Note 1) the squared corners of quality 1 are possible at any intersection of one-way streets, but multi-lane streets are wide enough that turning the wrong way is not physically impossible (the squared corners still provide a helpful if less commanding visual cue).
Note 2) quality 6 is sometimes observable on multilane roads, but only at peak capacity. When multilane roads are below capacity, the physical road width will naturally propel drivers to accelerate.
Note 3) The visually defining features of SLOW streets are: absence of parking lanes, frequently spaced stone/steel bollards, and curbless #SuperFlat facade-to-facade pavement (usually brick, pavers, or cobblestone). Seen this way, some “One Lane Each Way” streets may qualify as quasi-SLOW streets. A good example is Chuo-Dori in Nagano.
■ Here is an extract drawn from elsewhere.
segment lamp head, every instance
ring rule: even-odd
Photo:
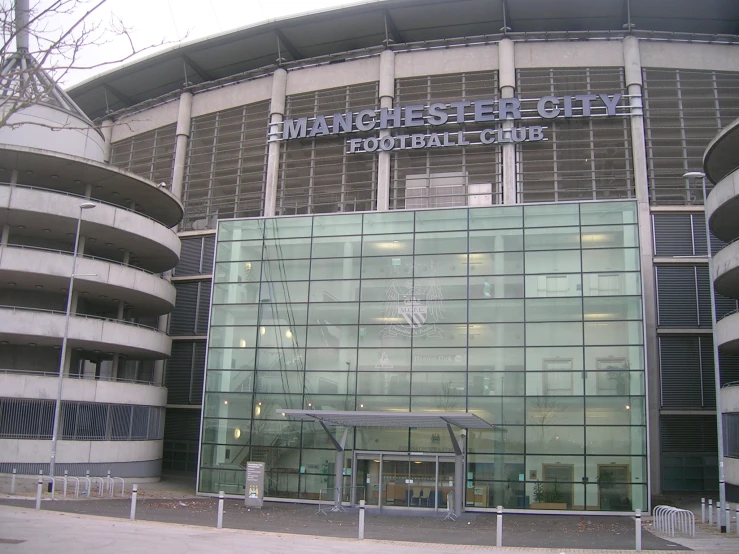
[[[81,210],[90,210],[90,209],[94,208],[95,206],[97,206],[97,204],[95,204],[94,202],[82,202],[82,204],[80,204],[80,209]]]
[[[703,179],[705,176],[706,174],[701,171],[688,171],[687,173],[683,174],[683,177],[686,177],[688,179],[692,177]]]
However, they fall short of SLOW streets in most of the qualities listed above:
1. Lost. Cannot employ the squared-off “Nagoya Corner”.
2. Lost. Vehicles may need to turn in front of oncoming traffic at intersections.
3. Passing other cars is only “impossible” in Japan, where traffic rules are strictly followed (and strictly enforced).
4. Same as SLOW.
5. Lost. Taxis can only be boarded safely from one side.
6. Almost same as SLOW; speeds will not be as slow when there is no oncoming traffic (but still fairly slow, due to the bollards).
7. Same as SLOW.
8. Driving doesn’t feel as fast.
9. Vehicular traffic (noise, etc) about twice as great as SLOW.
10. Lost. On most such streets, mid-block crossings are unsafe unless usage is limited to buses.
11. Uses about twice as much space as SLOW.